The Mag 6 Star Atlas published by Edmund Scientific Company of Barrington, New Jersey, first appeared in 1982. This 66-page work contains 12 charts, each with an index of objects.
Overall, the atlas contains roughly 7,000 stars to magnitude 6.2, the unaided human eye’s approximate limit from a dark site. The atlas also plots nearly 1,000 double stars, variable stars, and deep-sky objects. Crowded regions in Orion, Virgo, and Sagittarius have detailed close-up charts that make it easier to tell one object from another.
The oldest atlas on my list is Norton’s Star Atlas and Reference Handbook. The first edition dates to 1910, and in 2003, Benjamin Cummings Publishing released the 20th edition. Norton’s contains eight charts. Two circular charts show the sky out to 40° away from each of the celestial poles. Six rectangular charts divide the sky into segments 4 hours of right ascension wide. Each shows the sky between declinations 60° to –60°. All Norton’s maps are two-page versions.
Norton’s displays approximately 8,800 stars to magnitude 6.5. It also shows hundreds of double and variable stars, and more than 600 deep-sky objects. Each chart has two pages of lists and notes about that map’s most interesting objects. After many editions printed on normal paper, Norton’s now comes on glossy stock, which doesn’t absorb moisture like earlier incarnations. That means the pages don’t get as wet when you observe where the humidity is high.
The bulk of Norton’s roughly 200 pages discusses types of celestial objects, time, celestial positions and coordinates, astronomical equipment, and how to observe. The solar system chapter includes maps of the Moon and Mars.
Another favorite atlas in the beginner category is the Bright Star Atlas by Wil Tirion. Aimed at users of the smallest backyard telescopes, the Bright Star Atlas shows stars to magnitude 6.5. It also includes about 600 double stars, variable stars, and deep-sky objects.
The Bright Star Atlas divides the sky into four polar and six equatorial zones. The maps include constellation boundaries but no constellation figures. Magnified inset charts show the Pleiades (M45) and the region around Orion’s Sword. A keyed series of six finder charts shows readers how the atlas maps relate to the current night sky.
Wil Tirion also created the more detailed The Cambridge Star Atlas 2000.0, which adds about 900 deep-sky objects to maps that plot stars to magnitude 6.5. The 20 charts that make up The Cambridge Star Atlas 2000.0 show the sky in multiple colors: Stars are black, the Milky Way is blue, star clusters are yellow, nebulae are green, and galaxies are red. The colors make this an attractive atlas when used during the day (for planning sessions or to review a previous night’s observations), and they don’t detract from its usefulness at night. The facing page of each chart lists the deep-sky objects shown on the map.

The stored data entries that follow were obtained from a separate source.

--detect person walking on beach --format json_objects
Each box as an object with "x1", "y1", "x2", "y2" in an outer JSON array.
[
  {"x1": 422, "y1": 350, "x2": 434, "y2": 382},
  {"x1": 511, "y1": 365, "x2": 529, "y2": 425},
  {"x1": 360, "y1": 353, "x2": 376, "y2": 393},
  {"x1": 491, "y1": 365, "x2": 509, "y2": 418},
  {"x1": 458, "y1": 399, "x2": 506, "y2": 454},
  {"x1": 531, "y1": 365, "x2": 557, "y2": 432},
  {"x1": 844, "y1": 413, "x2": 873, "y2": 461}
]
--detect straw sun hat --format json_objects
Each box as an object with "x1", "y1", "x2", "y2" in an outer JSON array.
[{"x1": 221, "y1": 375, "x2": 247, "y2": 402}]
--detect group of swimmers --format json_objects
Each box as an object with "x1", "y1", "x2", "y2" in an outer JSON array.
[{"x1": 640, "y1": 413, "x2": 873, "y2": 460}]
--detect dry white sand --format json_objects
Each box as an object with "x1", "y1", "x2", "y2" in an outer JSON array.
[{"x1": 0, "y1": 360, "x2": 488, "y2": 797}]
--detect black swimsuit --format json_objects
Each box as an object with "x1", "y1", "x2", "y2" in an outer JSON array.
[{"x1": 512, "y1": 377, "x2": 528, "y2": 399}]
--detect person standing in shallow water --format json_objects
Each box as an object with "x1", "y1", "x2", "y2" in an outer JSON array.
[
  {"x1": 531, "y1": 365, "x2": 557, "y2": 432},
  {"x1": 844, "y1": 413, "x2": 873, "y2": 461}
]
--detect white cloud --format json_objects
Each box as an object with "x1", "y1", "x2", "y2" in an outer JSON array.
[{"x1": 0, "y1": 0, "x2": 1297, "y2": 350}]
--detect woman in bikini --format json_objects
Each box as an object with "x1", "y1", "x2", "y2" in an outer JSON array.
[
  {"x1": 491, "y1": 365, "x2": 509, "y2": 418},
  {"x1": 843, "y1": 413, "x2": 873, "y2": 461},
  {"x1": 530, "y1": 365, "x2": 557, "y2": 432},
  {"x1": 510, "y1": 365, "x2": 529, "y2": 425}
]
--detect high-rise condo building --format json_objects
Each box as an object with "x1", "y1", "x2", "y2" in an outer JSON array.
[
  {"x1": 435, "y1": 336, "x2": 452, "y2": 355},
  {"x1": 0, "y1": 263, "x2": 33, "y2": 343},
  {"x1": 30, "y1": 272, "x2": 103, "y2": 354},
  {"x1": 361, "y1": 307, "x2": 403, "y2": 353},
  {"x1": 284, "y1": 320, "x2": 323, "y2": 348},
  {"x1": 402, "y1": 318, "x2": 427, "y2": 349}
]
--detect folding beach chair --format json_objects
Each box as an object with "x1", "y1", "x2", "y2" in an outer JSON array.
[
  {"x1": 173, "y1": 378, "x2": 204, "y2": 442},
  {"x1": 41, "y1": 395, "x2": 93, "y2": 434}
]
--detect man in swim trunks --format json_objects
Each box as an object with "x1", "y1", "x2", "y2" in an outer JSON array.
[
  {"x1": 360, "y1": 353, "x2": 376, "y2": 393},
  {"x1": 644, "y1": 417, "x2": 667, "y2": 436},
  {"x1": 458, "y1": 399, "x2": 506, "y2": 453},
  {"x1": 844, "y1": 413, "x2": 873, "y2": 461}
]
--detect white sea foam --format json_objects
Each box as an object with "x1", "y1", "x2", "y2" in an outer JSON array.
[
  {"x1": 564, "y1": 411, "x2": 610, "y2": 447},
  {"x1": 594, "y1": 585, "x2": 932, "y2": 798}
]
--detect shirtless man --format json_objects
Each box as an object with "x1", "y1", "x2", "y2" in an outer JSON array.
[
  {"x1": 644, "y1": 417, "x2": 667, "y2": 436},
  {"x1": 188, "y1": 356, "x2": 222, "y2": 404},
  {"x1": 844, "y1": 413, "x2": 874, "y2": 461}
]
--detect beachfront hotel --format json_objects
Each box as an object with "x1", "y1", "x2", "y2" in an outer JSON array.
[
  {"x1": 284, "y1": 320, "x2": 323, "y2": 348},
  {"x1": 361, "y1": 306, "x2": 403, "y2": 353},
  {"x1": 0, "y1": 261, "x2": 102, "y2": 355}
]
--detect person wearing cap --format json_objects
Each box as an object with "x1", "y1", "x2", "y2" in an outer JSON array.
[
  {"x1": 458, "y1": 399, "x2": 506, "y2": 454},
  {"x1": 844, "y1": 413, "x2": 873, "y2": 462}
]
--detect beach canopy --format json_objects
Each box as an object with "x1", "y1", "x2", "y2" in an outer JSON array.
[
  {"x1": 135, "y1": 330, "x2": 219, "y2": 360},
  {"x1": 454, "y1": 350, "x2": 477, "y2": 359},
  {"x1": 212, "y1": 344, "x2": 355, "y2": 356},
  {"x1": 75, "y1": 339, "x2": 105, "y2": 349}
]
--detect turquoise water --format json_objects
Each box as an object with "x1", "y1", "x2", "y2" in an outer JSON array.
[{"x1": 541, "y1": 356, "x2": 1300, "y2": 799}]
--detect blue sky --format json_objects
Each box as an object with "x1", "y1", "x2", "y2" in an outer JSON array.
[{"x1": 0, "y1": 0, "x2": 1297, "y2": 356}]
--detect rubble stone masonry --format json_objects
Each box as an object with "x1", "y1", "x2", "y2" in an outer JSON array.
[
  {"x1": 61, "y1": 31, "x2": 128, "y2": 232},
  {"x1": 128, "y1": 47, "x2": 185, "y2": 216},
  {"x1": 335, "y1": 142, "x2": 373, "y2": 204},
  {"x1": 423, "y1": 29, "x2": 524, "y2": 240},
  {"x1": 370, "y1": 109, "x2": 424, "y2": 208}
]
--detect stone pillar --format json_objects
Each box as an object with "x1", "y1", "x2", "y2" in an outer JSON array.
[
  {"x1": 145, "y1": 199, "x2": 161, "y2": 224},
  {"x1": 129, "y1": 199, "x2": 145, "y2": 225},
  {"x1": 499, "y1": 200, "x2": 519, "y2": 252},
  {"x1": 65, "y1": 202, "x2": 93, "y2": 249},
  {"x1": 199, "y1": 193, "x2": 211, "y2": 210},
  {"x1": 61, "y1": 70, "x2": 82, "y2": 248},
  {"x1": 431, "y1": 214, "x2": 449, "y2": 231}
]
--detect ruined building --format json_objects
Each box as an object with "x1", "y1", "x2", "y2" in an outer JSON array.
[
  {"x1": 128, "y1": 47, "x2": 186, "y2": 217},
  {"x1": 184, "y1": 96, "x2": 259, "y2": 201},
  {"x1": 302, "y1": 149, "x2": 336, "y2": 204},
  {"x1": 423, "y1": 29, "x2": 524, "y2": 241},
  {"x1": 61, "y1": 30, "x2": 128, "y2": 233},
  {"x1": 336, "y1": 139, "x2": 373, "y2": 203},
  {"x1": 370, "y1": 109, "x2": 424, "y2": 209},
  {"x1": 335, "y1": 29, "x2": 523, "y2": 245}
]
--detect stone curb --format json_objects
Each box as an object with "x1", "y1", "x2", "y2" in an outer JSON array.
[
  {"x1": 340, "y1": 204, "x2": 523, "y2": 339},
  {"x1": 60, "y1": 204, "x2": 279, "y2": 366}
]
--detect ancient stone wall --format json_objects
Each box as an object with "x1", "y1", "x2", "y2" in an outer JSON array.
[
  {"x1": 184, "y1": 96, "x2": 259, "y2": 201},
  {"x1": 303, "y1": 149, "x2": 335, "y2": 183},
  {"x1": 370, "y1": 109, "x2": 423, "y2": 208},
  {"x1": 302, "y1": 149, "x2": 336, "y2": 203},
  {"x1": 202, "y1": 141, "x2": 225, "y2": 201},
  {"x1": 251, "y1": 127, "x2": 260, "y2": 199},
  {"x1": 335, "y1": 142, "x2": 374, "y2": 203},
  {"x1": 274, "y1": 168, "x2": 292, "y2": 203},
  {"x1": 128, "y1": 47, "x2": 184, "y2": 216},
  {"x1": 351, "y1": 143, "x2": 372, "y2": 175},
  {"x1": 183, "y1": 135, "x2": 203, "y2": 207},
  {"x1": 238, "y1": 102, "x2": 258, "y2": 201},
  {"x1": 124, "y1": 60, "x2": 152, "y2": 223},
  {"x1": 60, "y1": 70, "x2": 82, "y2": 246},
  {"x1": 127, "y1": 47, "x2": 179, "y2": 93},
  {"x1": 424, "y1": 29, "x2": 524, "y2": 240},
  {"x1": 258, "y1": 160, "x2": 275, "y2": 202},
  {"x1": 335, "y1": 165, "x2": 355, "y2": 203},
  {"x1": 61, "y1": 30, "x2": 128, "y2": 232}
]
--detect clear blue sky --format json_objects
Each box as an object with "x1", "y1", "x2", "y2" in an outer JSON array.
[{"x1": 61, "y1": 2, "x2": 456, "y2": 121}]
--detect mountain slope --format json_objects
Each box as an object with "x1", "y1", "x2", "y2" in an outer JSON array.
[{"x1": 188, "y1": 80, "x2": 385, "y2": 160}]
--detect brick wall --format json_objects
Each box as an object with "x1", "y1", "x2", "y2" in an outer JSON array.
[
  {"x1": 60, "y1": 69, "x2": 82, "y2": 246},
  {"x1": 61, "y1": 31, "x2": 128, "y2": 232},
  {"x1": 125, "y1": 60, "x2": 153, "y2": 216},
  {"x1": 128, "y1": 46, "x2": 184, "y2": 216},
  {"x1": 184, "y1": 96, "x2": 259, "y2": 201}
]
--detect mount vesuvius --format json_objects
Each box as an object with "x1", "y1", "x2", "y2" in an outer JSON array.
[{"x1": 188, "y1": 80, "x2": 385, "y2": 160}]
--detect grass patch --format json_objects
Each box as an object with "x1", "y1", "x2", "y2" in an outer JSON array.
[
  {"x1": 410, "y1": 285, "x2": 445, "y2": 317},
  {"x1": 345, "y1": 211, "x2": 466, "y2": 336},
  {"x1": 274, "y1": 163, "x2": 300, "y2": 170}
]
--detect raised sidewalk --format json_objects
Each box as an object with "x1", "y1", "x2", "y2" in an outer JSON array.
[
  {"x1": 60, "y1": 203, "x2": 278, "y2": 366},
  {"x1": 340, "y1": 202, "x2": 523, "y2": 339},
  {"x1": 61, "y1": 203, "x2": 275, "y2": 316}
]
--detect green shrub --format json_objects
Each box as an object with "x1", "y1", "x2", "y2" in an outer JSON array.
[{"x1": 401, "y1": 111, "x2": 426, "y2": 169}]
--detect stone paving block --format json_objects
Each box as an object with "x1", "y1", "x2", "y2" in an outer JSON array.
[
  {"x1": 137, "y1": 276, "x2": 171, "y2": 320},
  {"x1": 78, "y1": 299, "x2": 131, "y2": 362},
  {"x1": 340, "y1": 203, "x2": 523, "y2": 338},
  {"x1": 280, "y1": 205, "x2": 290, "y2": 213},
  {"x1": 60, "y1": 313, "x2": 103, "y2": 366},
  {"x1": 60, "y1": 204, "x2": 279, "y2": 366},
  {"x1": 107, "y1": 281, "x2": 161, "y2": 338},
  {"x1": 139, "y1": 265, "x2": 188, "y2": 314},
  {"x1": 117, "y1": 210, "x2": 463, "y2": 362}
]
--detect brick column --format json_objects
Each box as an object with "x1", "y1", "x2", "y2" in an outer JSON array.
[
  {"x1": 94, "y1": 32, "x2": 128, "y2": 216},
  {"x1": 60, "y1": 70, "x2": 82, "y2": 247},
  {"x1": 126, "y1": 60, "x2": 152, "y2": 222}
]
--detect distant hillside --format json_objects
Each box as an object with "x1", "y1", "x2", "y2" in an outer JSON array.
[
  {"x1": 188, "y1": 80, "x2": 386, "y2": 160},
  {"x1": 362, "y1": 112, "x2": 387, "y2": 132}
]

The Cambridge Star Atlas 2000.0 also includes a map of the Moon, 12 sets of Northern and Southern Hemisphere monthly all-sky charts, and a brief discussion of sky motions. Two separate key maps show how the star atlas pages relate to one another
The last beginner atlas I’ll mention is by Erich Karkoschka of Germany. The Observer’s Sky Atlas is by far the smallest atlas in print, measuring only 5 inches wide by 7 inches high (12.7 by 17.8 centimeters). Its small size, however, belies the amount of information inside. In its 130 pages are sections about deep-sky objects, celestial coordinates, magnitude, and size and scale, as well as the atlas itself, which breaks the sky into 48 charts. The maps show stars to 6th magnitude.
Because the book’s small size could hinder reading the charts at night, each map features one or more enlarged insets showing sections that hold something of interest to observers with binoculars and 4-inch or smaller telescopes. These insets show stars as faint as 9th magnitude. Accompanying each of the charts is an itemized list of plotted objects, including the 109 Messier objects and 470 other deep-sky targets.